Pathologically, the mean tumor size was 1.9 ± 1.5 cm (range 0.1 to 9.5 cm). In 52 patients (75.4%), the tumor was staged as T1; in 14 patients (20.3%), it was T2; in 3 patients (4.3%), it was T3. Tumors were located in the upper outer quadrant (50.7%), upper central quadrant (24.6%), lower outer quadrant (7.2%), lower central, inner central, or outer central in 4.3% (three each), and lower inner quadrant, upper inner quadrant, or centrally in 1.4% (one each). Most of the tumors (75.4%) were invasive ductal carcinoma, 14.5% were invasive lobular carcinoma, 2.9% were mixed, 4.3% were tubular, and 1.5% each were medullary and mucinous carcinoma. All patients were scheduled for either breast-conservation surgery (66.6%) or mastectomy (33.4%), depending on the presentation of the tumor and their personal preferences.
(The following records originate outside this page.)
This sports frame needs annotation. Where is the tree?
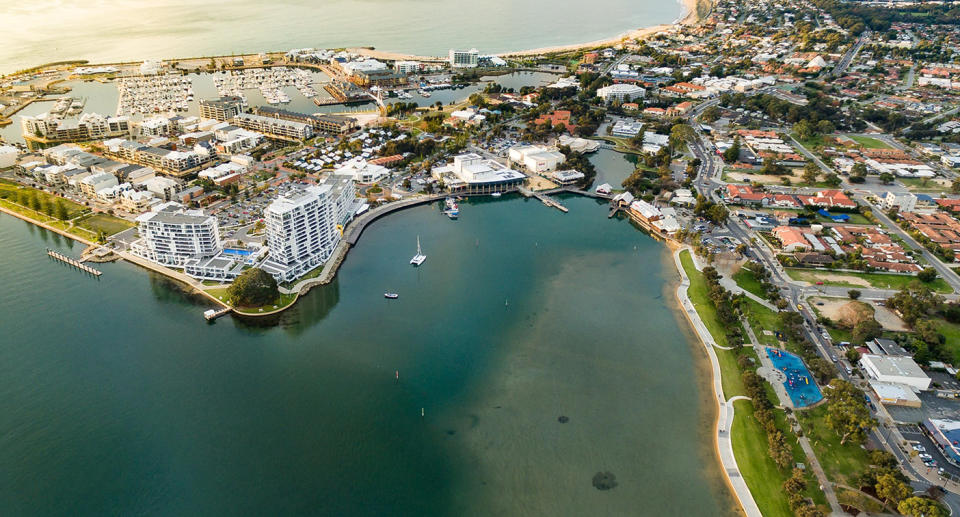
[823,379,876,445]
[897,497,948,517]
[917,267,937,284]
[874,473,913,504]
[227,268,280,307]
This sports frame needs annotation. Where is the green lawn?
[785,268,953,293]
[790,133,826,151]
[935,319,960,363]
[847,135,892,149]
[897,178,949,191]
[204,287,297,314]
[680,250,747,398]
[75,214,135,235]
[730,400,826,517]
[733,268,767,298]
[742,298,780,345]
[0,179,90,219]
[797,405,870,486]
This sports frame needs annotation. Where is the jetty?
[47,248,103,278]
[520,187,570,213]
[203,307,233,321]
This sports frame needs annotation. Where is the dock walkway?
[47,248,103,278]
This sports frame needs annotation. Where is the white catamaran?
[410,235,427,266]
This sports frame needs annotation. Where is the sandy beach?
[498,0,700,57]
[347,0,702,62]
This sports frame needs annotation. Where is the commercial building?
[510,145,567,174]
[923,418,960,465]
[79,172,119,197]
[0,145,20,169]
[880,192,917,212]
[860,354,930,391]
[230,113,313,140]
[597,83,647,102]
[870,381,922,407]
[333,156,390,183]
[430,153,526,194]
[450,48,480,68]
[104,139,213,176]
[200,96,243,121]
[20,113,130,143]
[262,179,355,282]
[131,202,222,267]
[393,61,420,74]
[550,169,586,185]
[253,106,357,135]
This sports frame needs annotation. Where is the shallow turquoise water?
[0,197,732,515]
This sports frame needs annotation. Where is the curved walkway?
[673,247,762,517]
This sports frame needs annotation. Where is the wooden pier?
[520,187,570,213]
[203,307,233,321]
[47,248,103,278]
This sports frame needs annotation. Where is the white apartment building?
[131,202,223,267]
[20,113,130,142]
[450,48,480,68]
[510,145,567,174]
[393,61,420,75]
[230,113,313,140]
[262,178,355,282]
[597,83,647,102]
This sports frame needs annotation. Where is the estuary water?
[0,0,683,73]
[0,196,734,516]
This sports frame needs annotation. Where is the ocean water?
[0,0,683,73]
[0,196,734,516]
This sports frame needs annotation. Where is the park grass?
[797,404,870,486]
[75,214,135,235]
[730,400,826,517]
[837,487,886,514]
[847,135,892,149]
[934,319,960,363]
[897,178,949,192]
[740,298,780,346]
[680,250,746,398]
[0,179,90,222]
[204,286,297,314]
[790,133,826,151]
[786,268,953,293]
[733,268,767,298]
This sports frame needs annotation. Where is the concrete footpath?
[673,248,762,517]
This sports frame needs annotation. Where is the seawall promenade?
[673,246,762,517]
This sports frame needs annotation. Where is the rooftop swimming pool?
[767,347,823,407]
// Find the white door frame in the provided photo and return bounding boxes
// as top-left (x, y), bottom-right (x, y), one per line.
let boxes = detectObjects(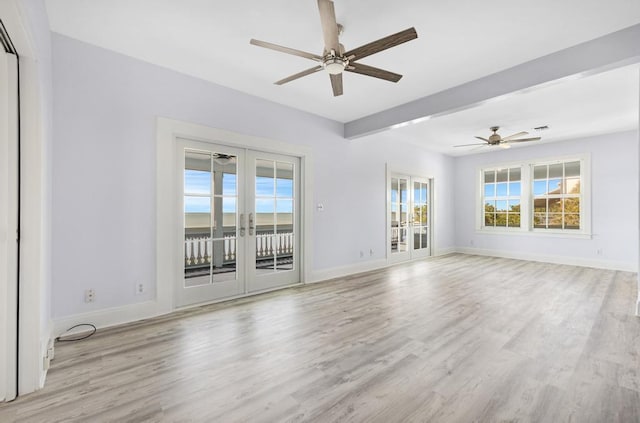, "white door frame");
top-left (0, 39), bottom-right (19, 401)
top-left (154, 117), bottom-right (313, 314)
top-left (385, 166), bottom-right (435, 263)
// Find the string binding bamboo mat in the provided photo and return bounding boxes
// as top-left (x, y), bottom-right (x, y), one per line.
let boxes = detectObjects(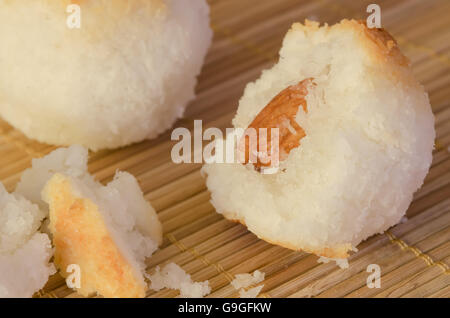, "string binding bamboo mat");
top-left (0, 0), bottom-right (450, 297)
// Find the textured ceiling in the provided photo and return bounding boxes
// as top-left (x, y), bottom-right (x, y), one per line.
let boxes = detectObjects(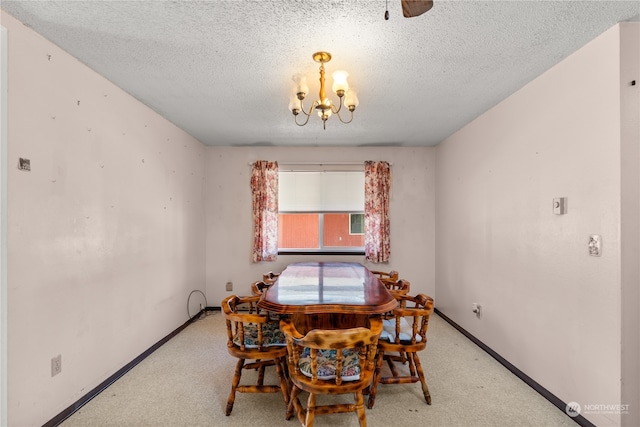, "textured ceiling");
top-left (0, 0), bottom-right (640, 146)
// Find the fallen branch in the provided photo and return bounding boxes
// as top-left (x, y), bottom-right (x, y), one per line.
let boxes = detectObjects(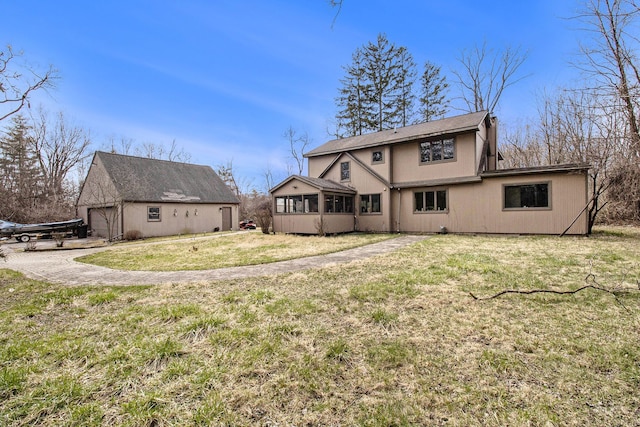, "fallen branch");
top-left (469, 265), bottom-right (640, 313)
top-left (469, 285), bottom-right (614, 301)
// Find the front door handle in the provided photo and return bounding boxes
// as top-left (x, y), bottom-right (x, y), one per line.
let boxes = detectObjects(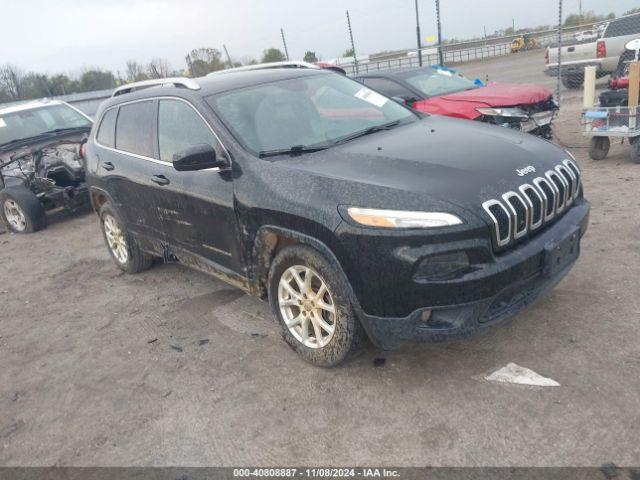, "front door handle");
top-left (151, 175), bottom-right (171, 185)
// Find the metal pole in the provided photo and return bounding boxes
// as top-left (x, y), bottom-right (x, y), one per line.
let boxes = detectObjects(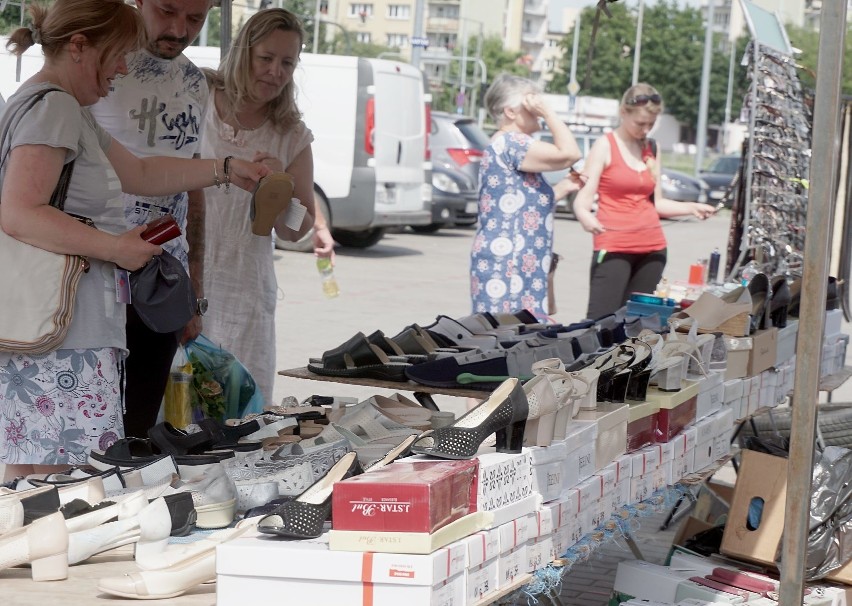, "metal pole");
top-left (219, 0), bottom-right (231, 59)
top-left (468, 22), bottom-right (484, 116)
top-left (312, 0), bottom-right (320, 55)
top-left (695, 0), bottom-right (716, 175)
top-left (633, 0), bottom-right (645, 84)
top-left (722, 38), bottom-right (738, 153)
top-left (779, 0), bottom-right (846, 606)
top-left (411, 0), bottom-right (423, 69)
top-left (456, 18), bottom-right (467, 113)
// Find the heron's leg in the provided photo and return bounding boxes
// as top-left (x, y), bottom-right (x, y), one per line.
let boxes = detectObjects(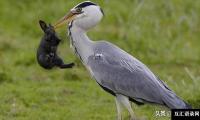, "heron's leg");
top-left (115, 97), bottom-right (122, 120)
top-left (116, 94), bottom-right (135, 120)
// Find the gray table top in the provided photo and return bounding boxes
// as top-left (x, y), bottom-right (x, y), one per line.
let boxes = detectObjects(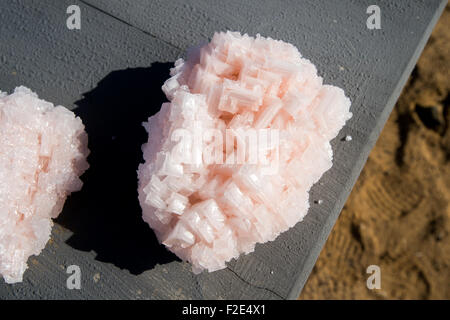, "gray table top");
top-left (0, 0), bottom-right (447, 299)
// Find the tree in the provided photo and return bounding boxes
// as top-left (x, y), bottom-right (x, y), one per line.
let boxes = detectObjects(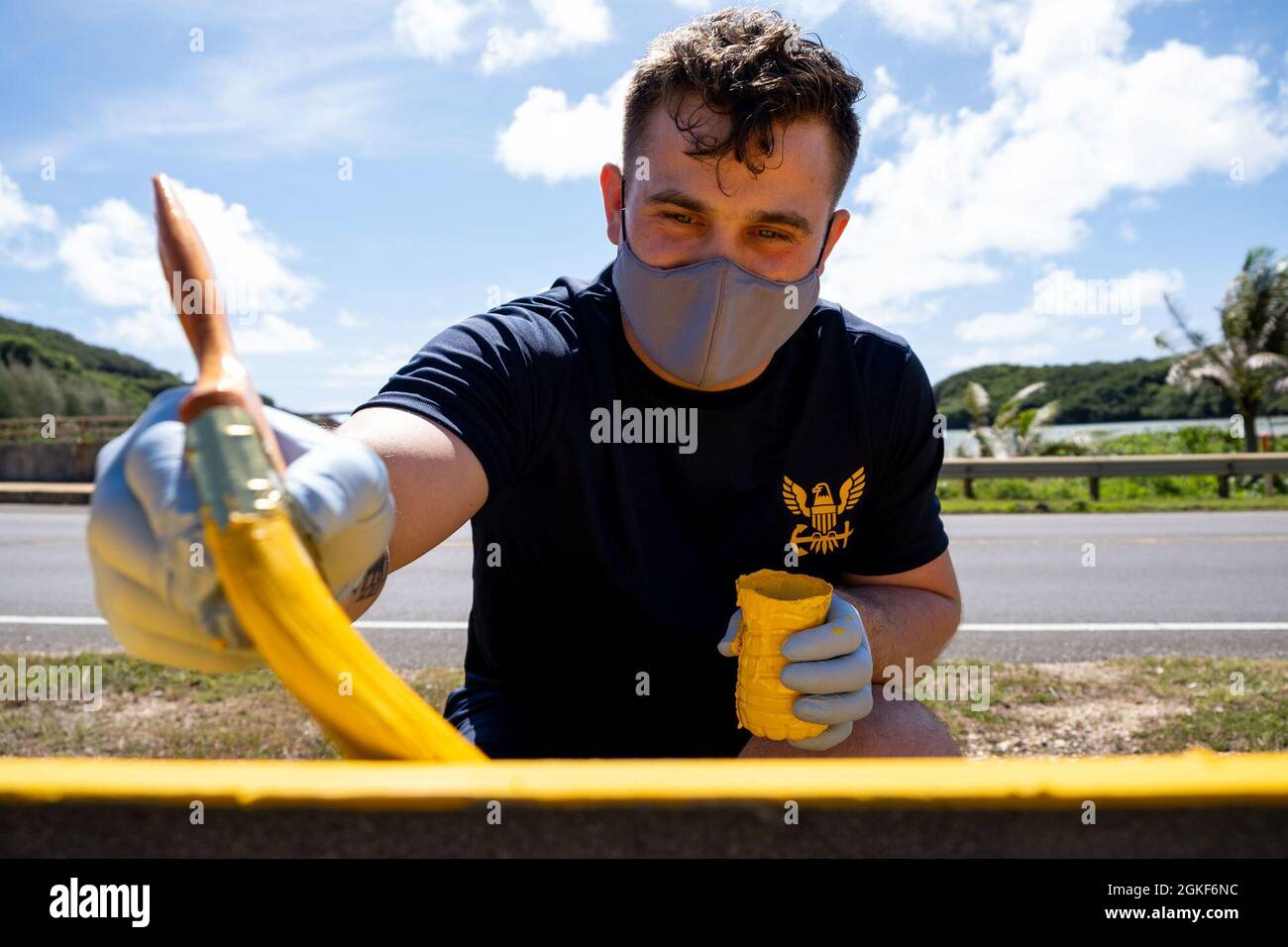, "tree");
top-left (1155, 246), bottom-right (1288, 451)
top-left (962, 381), bottom-right (1060, 458)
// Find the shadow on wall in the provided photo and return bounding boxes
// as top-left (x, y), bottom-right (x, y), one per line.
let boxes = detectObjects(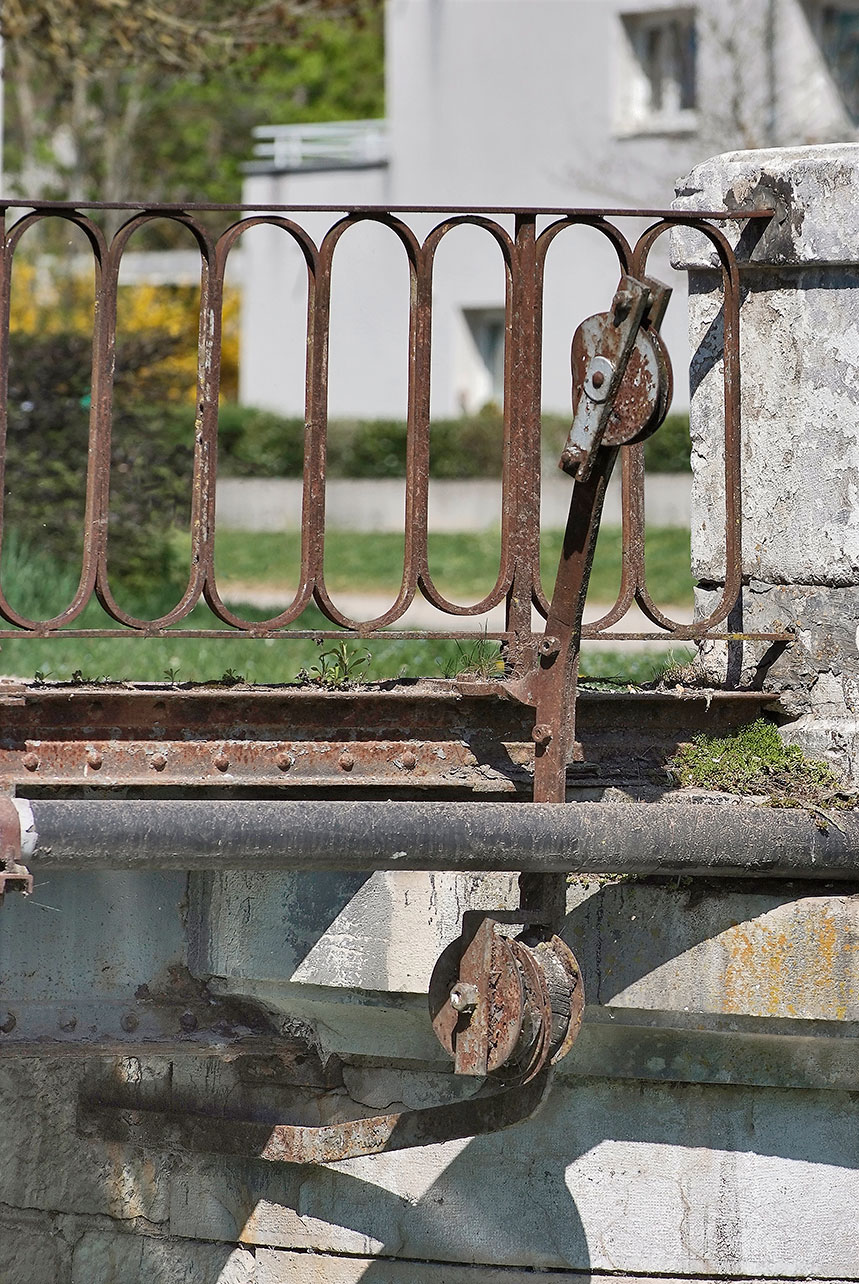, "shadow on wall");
top-left (173, 880), bottom-right (859, 1284)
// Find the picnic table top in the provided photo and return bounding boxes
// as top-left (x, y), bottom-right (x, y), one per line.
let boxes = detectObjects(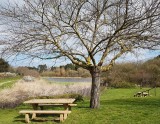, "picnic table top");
top-left (24, 99), bottom-right (75, 104)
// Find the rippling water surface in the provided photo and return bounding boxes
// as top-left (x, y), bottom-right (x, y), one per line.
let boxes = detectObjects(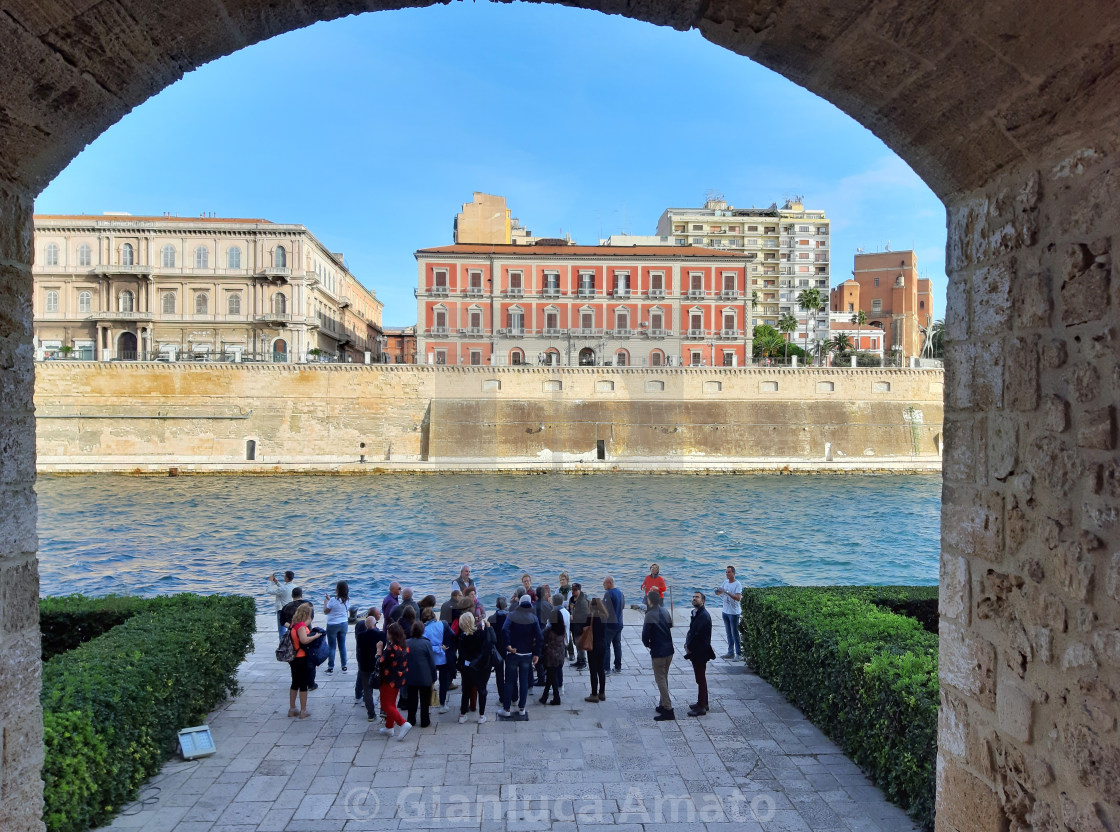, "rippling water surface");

The success rate of SLN identification, using peritumoral blue dye injection as the standard, 5 was 89.9% (95% confidence interval [CI], 84.3% to 98.1%), or 62 of 69 tumors (Table 2). All SLNs were localized to the axilla. All blue lymph nodes were radioactive (i.e., were considered hot spots). Sensitivity was 100% (62 of 62; 95% CI, 94.2% to 100%). Three additional patients had SLN located by gamma probe alone and the nodes were not blue, for a total identification rate by central technetium injection of 65 of 69 tumors (94.2%; 95% CI, 88.5% to 99.9%). Of the three patients in whom the nodes were not localized by blue dye but by technetium alone, none had previous biopsies, and the tumors were located in the outer central, upper central, and upper outer quadrant, with an average size of 1.7 ± 0.6 cm. In the four patients in whom nodes did not localize by any method, all had undergone previous biopsies. Of these four, the average tumor size was 2.4 ± 1.1 cm. One lesion each was located in the upper central and upper outer quadrant, and two were located in the lower outer quadrant. All five medially located lesions in this series localized to an SLN.

Table thumbnail
Table 2. Central vs. Peritumoral Injection

In the lesions with successful SLN localization, an average of 1.5 ± 0.7 SLNs were removed. The SLNs were metastatic in 15 of 62 patients (24.2%). None of the nonblue radioactive lymph nodes had metastatic disease. In eight patients (53.3%), the SLN was the only positive lymph node. Among the patients with metastasis, the number of involved nodes ranged from 1 to 11. Including all patients, 13.5% of patient with T1 disease, 42.9% of those with T2, and 100% of those with T3 had positive SLNs. Twenty-eight percent (10/35) of upper outer quadrant lesions, 23.5% (4/17) of upper central lesions, and 33.3% (1/3) of inner central lesions had positive SLNs.

DISCUSSION

The major advance in breast cancer treatment in the last decade has been the development of techniques that reduce the complications and extent of the axillary procedure. There have been multiple studies of lymphatic mapping of the axilla with minimally invasive surgery, totaling >1355 patients, using techniques such as blue dye, radiolabeled technetium-99 (sulfur or albumin, filtered or unfiltered), or both. 9,18 These studies have varied in the technique and timing of injections, including peritumoral, pericavity, skin, or subdermal injection, and whether they have been performed in patients with or without clinically positive lymph nodes. 9,18 Results from a recent metaanalysis demonstrated a successful identification rate among 912 patients of 83.6% and a false-negative rate of 5.1%. Concordance of SLN biopsy with axillary lymph node dissection did not vary significantly among various techniques. 18

In the recent multicenter trial reported by Krag et al, 9 peritumoral injection of technetium-99 sulfur colloid demonstrated that all 13 false-negative SLNs reported were in upper outer quadrant lesions, suggesting several possible etiologies. The first was that the zone of diffusion made accurate identification of the SLN more difficult. For example, the closer the zone of diffusion to the axilla, the harder it would be to detect an axillary SLN. If this were true, one would have expected more nonlocalizations resulting from lesions in this area; this was not the case. The other theory was that most lymphatics converge as they near the axilla and that widely spaced injections around a tumor or tumor cavity bed would miss the important lymphatic.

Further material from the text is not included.